You can use a Map to emulate a matrix. The key would be a pair of integers referencing the row and column. You'll want to use your own get x y function to ensure x < n and y < n though, instead of accessing the Map directly. (edit) You can use the compare function in Pervasives directly.
module OrderedPairs = struct
type t = int * int
let compare = Pervasives.compare
module Pairs = Map.Make (OrderedPairs)
let get_ n set x y =
assert( x < n && y < n );
Pairs.find (x,y) set
let set_ n set x y v =
assert( x < n && y < n );
Pairs.add (x,y) set v
Actually, having a general set of functions (get x y and set x y at a minimum), without specifying the implementation, would be an even better option. The functions then can be passed to the function, or be implemented in a module through a functor (a better solution, but having a set of functions just doing what you need would be a first step since you're new to OCaml). In this way you can use a Map, Array, Hashtbl, or a set of functions to access a file on the hard-drive to implement the matrix if you wanted. This is the really important aspect of functional programming; that you trust the interface over exploiting the side-effects, and not worry about the underlying implementation --since it's presumed to be pure.
The answers so far are using/emulating mutable data-types, but what does a functional approach look like?
To see, let's decompose the problem into some functional components:
Gaussian elimination involves a sequence of row operations, so it is useful first to define a function taking 2 rows and scaling factors, and returning the resultant row operation result.
The row operations we want should eliminate a variable (column) from a particular row, so lets define a function which takes a pair of rows and a column index and uses the previously defined row operation to return the modified row with that column entry zero.

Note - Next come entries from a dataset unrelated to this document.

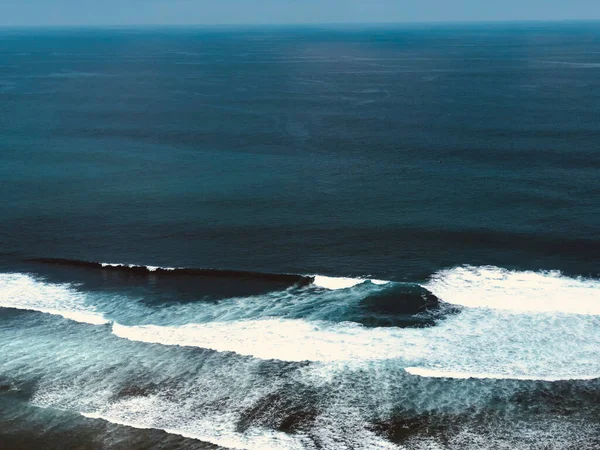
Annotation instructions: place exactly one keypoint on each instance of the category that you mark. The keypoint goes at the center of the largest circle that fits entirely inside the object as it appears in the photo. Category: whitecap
(518, 291)
(22, 291)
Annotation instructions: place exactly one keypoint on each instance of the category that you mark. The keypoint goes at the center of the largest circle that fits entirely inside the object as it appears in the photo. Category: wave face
(176, 271)
(358, 364)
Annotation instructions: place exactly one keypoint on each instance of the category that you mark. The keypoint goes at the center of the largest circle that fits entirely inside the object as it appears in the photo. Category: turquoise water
(339, 237)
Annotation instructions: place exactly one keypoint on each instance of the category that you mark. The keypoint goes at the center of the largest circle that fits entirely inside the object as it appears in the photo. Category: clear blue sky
(130, 12)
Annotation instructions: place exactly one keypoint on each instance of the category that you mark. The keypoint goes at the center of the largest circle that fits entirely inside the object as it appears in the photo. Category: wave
(165, 271)
(332, 283)
(291, 340)
(433, 373)
(335, 283)
(21, 291)
(475, 341)
(521, 292)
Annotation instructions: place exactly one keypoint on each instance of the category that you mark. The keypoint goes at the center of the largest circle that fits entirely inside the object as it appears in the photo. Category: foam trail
(433, 373)
(21, 291)
(210, 432)
(282, 339)
(496, 288)
(335, 283)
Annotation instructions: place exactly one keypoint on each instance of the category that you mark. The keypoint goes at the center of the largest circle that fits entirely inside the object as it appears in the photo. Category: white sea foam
(433, 373)
(142, 413)
(133, 266)
(476, 341)
(492, 287)
(275, 338)
(335, 283)
(22, 291)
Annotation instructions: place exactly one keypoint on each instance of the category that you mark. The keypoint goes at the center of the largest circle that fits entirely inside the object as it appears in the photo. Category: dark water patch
(24, 427)
(401, 429)
(403, 305)
(161, 271)
(288, 410)
(161, 285)
(562, 397)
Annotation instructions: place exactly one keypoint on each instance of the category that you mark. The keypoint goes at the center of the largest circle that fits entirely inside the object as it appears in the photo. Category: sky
(215, 12)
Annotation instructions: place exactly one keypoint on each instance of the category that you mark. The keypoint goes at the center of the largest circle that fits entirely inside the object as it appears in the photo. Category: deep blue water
(458, 163)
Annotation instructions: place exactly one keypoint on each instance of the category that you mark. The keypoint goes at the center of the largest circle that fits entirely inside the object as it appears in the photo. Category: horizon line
(306, 24)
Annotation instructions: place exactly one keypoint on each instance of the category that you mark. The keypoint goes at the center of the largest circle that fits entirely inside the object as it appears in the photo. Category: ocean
(333, 237)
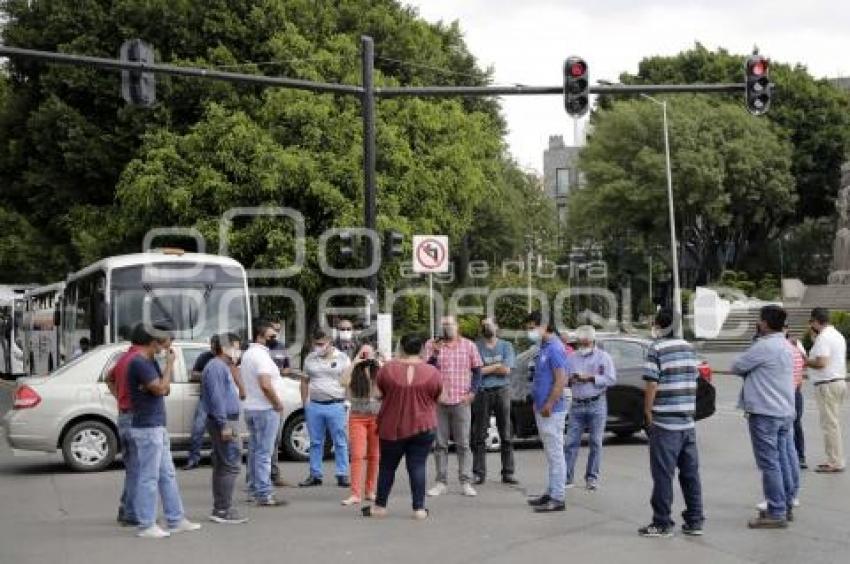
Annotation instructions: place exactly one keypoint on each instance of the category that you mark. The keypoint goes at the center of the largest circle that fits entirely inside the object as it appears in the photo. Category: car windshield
(625, 354)
(195, 301)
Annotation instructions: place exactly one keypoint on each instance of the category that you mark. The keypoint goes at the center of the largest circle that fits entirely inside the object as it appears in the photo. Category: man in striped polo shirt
(669, 403)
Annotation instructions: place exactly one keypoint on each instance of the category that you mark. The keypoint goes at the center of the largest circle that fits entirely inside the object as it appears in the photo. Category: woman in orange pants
(364, 445)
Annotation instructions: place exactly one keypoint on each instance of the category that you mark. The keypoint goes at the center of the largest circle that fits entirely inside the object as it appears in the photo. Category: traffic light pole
(370, 208)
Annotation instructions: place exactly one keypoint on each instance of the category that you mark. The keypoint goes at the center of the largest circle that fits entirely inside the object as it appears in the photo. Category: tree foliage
(813, 114)
(95, 174)
(731, 180)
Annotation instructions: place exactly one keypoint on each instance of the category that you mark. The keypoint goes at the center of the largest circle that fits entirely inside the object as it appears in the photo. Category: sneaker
(351, 500)
(765, 522)
(153, 532)
(184, 526)
(310, 482)
(539, 501)
(228, 518)
(655, 531)
(692, 530)
(439, 489)
(270, 501)
(551, 506)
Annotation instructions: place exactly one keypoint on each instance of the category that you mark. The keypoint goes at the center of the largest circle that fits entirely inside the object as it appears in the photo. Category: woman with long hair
(363, 424)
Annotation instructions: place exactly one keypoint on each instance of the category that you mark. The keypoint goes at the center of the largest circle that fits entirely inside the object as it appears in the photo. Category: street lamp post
(678, 324)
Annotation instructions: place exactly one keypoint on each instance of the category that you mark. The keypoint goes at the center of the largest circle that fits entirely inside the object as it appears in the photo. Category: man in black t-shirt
(148, 386)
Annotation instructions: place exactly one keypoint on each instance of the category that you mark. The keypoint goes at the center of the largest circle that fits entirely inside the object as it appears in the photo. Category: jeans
(262, 426)
(669, 450)
(131, 470)
(590, 417)
(830, 397)
(276, 451)
(199, 426)
(322, 418)
(799, 438)
(415, 451)
(770, 438)
(156, 475)
(792, 480)
(489, 400)
(453, 422)
(365, 447)
(226, 461)
(551, 431)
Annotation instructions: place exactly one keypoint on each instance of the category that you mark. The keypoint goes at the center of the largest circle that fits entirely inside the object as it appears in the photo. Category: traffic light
(346, 245)
(759, 87)
(393, 244)
(138, 87)
(576, 87)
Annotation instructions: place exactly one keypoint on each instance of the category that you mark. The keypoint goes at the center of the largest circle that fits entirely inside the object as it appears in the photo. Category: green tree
(96, 174)
(731, 179)
(814, 115)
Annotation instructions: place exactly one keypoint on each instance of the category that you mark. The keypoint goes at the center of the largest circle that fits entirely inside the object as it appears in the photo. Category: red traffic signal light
(576, 87)
(759, 88)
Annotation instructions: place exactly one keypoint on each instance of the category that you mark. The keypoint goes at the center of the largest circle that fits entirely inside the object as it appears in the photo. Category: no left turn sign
(430, 254)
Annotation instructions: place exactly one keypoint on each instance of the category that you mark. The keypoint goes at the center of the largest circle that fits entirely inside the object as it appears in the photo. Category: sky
(526, 42)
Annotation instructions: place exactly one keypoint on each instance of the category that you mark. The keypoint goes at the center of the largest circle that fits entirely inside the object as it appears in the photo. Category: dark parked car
(625, 399)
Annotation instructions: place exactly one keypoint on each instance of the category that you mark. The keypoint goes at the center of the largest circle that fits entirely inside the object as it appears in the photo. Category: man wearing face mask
(323, 396)
(593, 373)
(550, 408)
(220, 399)
(262, 412)
(459, 364)
(494, 396)
(149, 384)
(345, 338)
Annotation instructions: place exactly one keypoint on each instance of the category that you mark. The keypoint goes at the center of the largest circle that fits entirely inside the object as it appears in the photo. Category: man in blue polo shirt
(671, 373)
(550, 409)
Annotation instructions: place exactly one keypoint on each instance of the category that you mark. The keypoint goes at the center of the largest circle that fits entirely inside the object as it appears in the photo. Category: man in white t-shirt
(262, 408)
(827, 364)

Then we define two functions, one to convert a matrix into triangular form, and another to back-substitute a triangular matrix to the diagonal form (using the previously defined functions) by eliminating each column in turn. We could iterate or recurse over the columns, and the matrix could be defined as a list, vector or array of lists, vectors or arrays. The input is not changed, but a modified matrix is returned, so we can finally do:
let out_matrix = to_diagonal (to_triangular in_matrix);
What makes it functional is not whether the data-types (array or list) are mutable, but how they they are used. This approach may not be particularly 'clever' or be the most efficient way to do Gaussian eliminations in OCaml, but using pure functions lets you express the algorithm cleanly.